Tout à coup sa figure s’éclaircit ; il lui sembla que de gracieux visages de jeunes filles s’animaient sous ses yeux, des voix douces chantaient à son oreille des rondes joyeuses. Clarisse lui souriait. Sa main pressait la petite main fine et blanche de la jeune fille ; il se rappela un baiser qu’elle lui avait donné sur le front pour racheter un gage ; alors il éprouva un plaisir indicible ; le sang lui monta à la tête et lui brûla les tempes ; ses yeux se fermèrent ; il se laissa tomber sur son lit et s’endormit le sourire sur les lèvres.

Au même moment, sur un petit monticule au flanc du coteau, Prosper était assis. Le village d’Auberive s’étendait à ses pieds ; il l’embrassait d’un seul regard. Les dernières lumières venaient de s’éteindre ; aucun bruit ne révélait plus l’existence de ce village caché dans les arbres ; seuls, les rayons de la lune le trahissaient en glissant sur les feuilles de zinc qui recouvrent la charpente du vieux clocher.

Prosper était triste ; quelques soupirs étouffés sortaient difficilement de sa poitrine ; son chapeau était à quelques pas de lui, et le vent de la nuit se jouait sur son cou avec ses cheveux épars.

Un instant avait suffi pour l’éclairer sur ses sentiments ; il avait lu jusqu’au fond de son cœur, où le germe d’une jalousie horrible croissait à son insu. Il n’en doutait plus, François aimait Clarisse ; il avait deviné son amour, habitué qu’il était à surprendre la pensée de son cousin. Lui aussi, le malheureux, il l’aimait ; le bonheur de sa vie était à jamais attaché à celui de la jeune fille.

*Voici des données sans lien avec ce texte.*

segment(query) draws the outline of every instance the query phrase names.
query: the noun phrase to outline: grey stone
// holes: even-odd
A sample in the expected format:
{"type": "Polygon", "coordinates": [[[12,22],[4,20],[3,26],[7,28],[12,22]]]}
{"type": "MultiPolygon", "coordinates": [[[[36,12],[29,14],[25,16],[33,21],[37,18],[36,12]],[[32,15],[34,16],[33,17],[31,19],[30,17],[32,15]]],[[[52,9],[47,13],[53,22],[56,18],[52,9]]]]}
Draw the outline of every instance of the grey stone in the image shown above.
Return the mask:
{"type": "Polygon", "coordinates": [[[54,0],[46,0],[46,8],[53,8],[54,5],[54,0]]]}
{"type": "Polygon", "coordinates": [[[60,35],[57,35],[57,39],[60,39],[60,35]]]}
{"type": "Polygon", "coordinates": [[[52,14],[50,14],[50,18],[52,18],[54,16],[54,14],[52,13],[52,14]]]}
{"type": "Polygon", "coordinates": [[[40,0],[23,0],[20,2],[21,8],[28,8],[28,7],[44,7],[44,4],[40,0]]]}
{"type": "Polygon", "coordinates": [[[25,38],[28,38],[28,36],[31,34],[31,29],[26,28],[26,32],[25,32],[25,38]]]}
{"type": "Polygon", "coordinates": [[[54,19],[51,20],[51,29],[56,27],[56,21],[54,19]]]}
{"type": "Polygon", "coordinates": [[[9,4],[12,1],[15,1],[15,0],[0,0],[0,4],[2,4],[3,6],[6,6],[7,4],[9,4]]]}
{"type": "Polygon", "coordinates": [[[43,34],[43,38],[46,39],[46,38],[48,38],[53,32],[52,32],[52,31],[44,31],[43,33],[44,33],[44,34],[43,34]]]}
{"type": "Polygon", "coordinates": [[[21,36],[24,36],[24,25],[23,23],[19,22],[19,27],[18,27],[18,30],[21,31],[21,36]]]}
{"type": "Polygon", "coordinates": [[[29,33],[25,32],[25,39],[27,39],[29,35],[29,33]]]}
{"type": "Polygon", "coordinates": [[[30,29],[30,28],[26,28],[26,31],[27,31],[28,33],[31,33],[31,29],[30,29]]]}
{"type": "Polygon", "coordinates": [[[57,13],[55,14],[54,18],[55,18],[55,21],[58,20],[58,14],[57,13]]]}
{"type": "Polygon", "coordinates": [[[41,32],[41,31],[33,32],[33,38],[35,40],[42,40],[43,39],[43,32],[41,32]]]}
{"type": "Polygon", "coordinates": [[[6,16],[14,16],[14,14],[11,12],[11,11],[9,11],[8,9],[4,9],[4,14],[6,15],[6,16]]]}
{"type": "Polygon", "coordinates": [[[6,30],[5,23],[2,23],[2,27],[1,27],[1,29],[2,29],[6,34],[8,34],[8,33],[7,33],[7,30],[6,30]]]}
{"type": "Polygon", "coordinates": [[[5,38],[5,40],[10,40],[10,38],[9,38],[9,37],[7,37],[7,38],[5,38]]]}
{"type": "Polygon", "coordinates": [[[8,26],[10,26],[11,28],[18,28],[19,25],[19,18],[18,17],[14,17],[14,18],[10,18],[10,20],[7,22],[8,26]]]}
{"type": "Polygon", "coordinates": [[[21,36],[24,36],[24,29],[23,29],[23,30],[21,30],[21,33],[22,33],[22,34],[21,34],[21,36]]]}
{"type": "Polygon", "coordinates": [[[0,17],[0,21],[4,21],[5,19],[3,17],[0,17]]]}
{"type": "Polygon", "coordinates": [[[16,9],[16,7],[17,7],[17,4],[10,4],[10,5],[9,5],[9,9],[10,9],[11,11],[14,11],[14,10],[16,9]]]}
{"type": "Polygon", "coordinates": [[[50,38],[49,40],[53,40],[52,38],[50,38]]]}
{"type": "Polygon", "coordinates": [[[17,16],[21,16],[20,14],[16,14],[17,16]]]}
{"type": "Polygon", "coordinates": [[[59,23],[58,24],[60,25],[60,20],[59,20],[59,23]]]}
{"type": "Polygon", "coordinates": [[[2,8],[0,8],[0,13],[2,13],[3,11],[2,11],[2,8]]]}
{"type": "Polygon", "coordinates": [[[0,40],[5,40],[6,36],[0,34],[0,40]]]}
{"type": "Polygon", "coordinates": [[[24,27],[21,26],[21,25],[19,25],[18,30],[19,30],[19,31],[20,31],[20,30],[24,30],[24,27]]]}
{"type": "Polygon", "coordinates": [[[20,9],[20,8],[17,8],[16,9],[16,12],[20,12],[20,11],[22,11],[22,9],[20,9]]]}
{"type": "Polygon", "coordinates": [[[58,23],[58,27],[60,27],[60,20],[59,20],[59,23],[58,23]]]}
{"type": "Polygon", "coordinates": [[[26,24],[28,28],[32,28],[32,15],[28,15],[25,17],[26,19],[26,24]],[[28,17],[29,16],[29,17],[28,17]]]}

Le baiser donné à François avait déchiré son cœur.

Il n’avait pas eu la force de revenir au village en voyant Clarisse et Français marcher l’un près de l’autre. La douleur l’accablait ; il voulut fuir cette vue pénible pour lui : il aurait voulu se fuir lui-même.

Lorsqu’il fut seul dans les champs, il se laissa aller au désespoir, et des larmes brûlantes inondèrent son visage. Des idées bizarres, des projets insensés passèrent dans son cerveau malade. Il voulait se déclarer ouvertement le rival de son cousin, se faire aimer de Clarisse, l’enlever à son père, l’enlever à François et se sauver avec elle au bout du monde.

Il eut un instant la pensée de mettre fin à ses jours.

Mais la vie est si belle à vingt ans ! Peut-on songer longtemps et sérieusement à la quitter ?

Il voulait partir, quitter Auberive sans revoir son oncle, ni François, ni personne, pour aller vivre dans un autre coin de la France. On me regrettera, on fera des recherches pour me trouver, pensait-il, et il s’arrêtait complaisamment à cette pensée qui flattait son amour-propre.

Peu à peu son agitation se calma ; il eut honte de ses folles pensées et se les reprocha comme des crimes. Un instant, il eut peur que son affection pour son cousin ne fût moins grande que son amour.

Il fit un retour sur lui-même en se retraçant les premières années de sa vie. N’avait-il pas été adopté, lui, pauvre et sans famille, par son oncle Bertrand ? N’était-il pas devenu le frère de François ? Pouvait-il donc méconnaître les bontés de son oncle et trahir l’amitié que lui avait généreusement donnée son cousin ?

Un frisson de terreur courut le long de son corps et glaça son front couvert de sueur. Il s’avoua coupable.

Alors les sentiments généreux, un instant étouffés, reprirent le dessus et chassèrent les pensées mauvaises. Il redevint ce qu’il était réellement, une âme élevée. – Il aime Clarisse, se dit-il, il est digne d’elle ; lui seul mérite son choix et peut la rendre heureuse. Elle est riche, lui aussi, et moi je n’ai rien que ce que l’on veut bien faire pour moi. N’y pensons plus ; je saurai me résigner et renfermer en moi ce secret que je voudrais ignorer. – Clarisse !… Oui, je l’aimerai toujours ; elle sera dans mon cœur à côté de François, je m’habituerai à la regarder comme sa femme, comme ma sœur, et l’amitié trompera l’amour.

Cette résolution prise, il se sentit fort contre lui-même ; il regarda autour de lui avec l’orgueil qui naît du contentement de soi-même.

Le jour commençait à paraître ; il se leva, ramassa son chapeau et descendit le coteau pour rentrer au village.